Microsoft Sends Out Patches For Hyper-V "Isolation VMs" With Linux

With the forthcoming Linux 5.12 kernel there is a big Redmond victory with Linux being able to boot as the root partition on Microsoft's hypervisor while moving forward the company still has more in store for the ongoing years long effort of Linux on Hyper-V.

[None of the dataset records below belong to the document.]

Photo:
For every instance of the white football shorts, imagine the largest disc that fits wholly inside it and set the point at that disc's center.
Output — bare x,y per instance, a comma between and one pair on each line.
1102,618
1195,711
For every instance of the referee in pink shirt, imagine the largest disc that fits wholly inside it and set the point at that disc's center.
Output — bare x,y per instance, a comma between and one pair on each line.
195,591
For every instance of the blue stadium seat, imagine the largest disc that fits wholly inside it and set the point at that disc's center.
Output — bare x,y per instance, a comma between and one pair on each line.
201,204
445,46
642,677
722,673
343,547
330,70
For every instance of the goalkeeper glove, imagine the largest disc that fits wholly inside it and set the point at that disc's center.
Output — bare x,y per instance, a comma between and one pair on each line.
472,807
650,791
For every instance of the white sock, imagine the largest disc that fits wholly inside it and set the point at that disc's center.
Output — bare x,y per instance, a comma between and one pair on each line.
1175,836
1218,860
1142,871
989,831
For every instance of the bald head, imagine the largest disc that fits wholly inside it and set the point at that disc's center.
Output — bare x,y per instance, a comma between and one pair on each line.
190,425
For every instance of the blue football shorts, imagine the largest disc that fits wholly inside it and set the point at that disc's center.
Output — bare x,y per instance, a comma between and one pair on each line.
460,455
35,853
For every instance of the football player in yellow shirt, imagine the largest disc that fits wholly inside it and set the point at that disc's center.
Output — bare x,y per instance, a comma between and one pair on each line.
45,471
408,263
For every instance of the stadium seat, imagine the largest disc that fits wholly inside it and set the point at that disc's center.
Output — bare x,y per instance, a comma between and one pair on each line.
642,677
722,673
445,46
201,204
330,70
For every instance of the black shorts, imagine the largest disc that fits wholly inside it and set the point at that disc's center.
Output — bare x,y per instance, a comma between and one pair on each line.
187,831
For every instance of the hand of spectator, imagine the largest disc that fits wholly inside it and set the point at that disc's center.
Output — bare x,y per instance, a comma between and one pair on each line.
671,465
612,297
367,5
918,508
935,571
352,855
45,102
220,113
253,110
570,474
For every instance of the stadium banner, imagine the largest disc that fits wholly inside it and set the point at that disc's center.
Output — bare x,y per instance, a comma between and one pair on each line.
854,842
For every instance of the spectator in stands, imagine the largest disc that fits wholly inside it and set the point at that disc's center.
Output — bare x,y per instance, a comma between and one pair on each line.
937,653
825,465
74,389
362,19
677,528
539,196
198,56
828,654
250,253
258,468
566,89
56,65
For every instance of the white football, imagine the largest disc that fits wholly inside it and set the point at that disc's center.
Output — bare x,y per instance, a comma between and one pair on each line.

Following the root partition work, the latest major Microsoft virtualization patch series working towards mainline now is support for "Isolation VMs" with Hyper-V on Linux. Hyper-V Isolation VMs are Virtualization-based Security or AMD SEV-SNP (Secure Encrypted Virtualization, Secure Nested Paging) approaches whereby the guest virtual machine memory is encrypted.

Specialized Hyper-V code within the Linux driver is needed for being able to handle these isolated (encrypted) VMs and being able to share memory to/from the host. There are various special use-cases taken into consideration with the encrypted memory handling for optimal security benefit.

At the moment there are 12 patches from Microsoft engineers under a "request for comments" banner on implementing this Hyper-V support for Isolation VMs -- both with VBS and AMD SEV-SNP. It's obviously too late for seeing in the 5.12 kernel but we'll see when this latest Hyper-V driver initiative is buttoned up and ready for mainline.